El vasallo arrodillado en la torre del castillo, despojado de sus armas, juntaba sus manos como muestra de su sometimiento, y el señor lo levantaba, al sellar el pacto.

La riqueza se basaba en la posesión de las tierras, de donde se extraía el alimento a través de las cosechas y la cría de animales, en una básica economía de subsistencia, sin que existiera actividad comercial.

La ropa se confeccionaba con cuero de animales o con lana de ovejas, y la poca actividad de elaboración de productos era artesanal.

La extensa cadena terminaba en los siervos de la gleba, personas que sin estar reducidas a la esclavitud, no podían abandonar las tierras y se vendían con ellas.

La iglesia católica adquirió durante este período un enorme poder ya que era lo único que tenían en común los reinos, gobernados cada uno por un señor feudal diferente, que imponía las normas en su territorio, con un poder inmenso dado por la divinidad.
La Iglesia poseía muchas tierras y muchos obispos o abades, eran señores feudales.

Los señores feudales, administraban justicia y cobraban impuestos, con lo que obtenían riquezas.

La construcción característica fue el castillo, lugar fortificado, sitio de vivienda y refugio del Señor.

Surgieron como construcciones de madera, transformándose en imponentes estructuras de piedra.

Se construían sobre elevaciones de terreno, con muros de hasta nueve metros de espesor, por orden del rey. En torno al castillo, generalmente se radicaba la población, que buscaba refugio en el castillo en caso de ataque.

El lugar más seguro era la torre principal, donde residía el señor feudal y su familia.

Otra peculiaridad consistió en la figura de los caballeros, que prestaban a su señor servicio militar y no eran vasallos. Realizaban un adiestramiento arduo y complicado, siendo un honor que pocos alcanzaban, convirtiéndose en un anhelo para los jóvenes de cierta posición social.

El adiestramiento militar de los aspirantes a caballeros comenzaba a muy temprana edad. Aproximadamente a los ocho años los niños se instalaban en los castillos y aprendían modales y el manejo de las armas, en un marco de espiritualidad.

A los quince años se convertían en ayudantes de un caballero y demostrada su valía, juraban defender al débil y a la fe cristiana al ser armados caballeros.

Al día siguiente recibían una espada, espuelas y una cota de malla.

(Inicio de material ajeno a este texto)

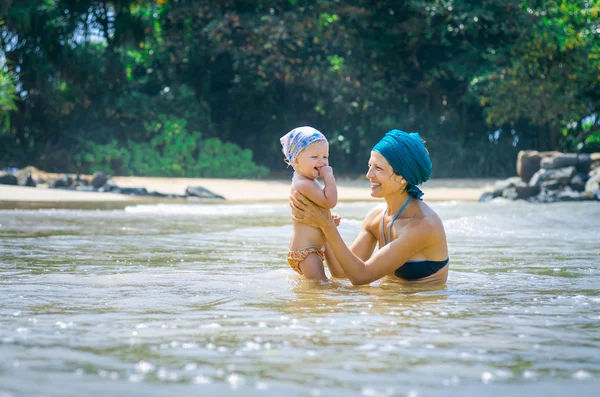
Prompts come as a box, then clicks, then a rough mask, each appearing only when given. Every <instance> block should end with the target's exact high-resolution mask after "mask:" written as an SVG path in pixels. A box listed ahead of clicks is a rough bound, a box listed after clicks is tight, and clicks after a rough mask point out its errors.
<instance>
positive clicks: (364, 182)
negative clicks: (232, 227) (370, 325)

La sociedad se ordenaba en forma jerarquizada por disposición divina, en tres órdenes: La primera clase formada por los servidores de Dios, dedicados a la salvación de las almas. La segunda clase es la de los guerreros dedicados a la defensa común y la tercera clase está conformada por los trabajadores, dedicados a mantener a toda la población.

En el siglo XIV, las condiciones mejoraron para los campesinos, y pudieron comprar su libertad con dinero, medio de pago que fue bien recibido por muchos señores empobrecidos.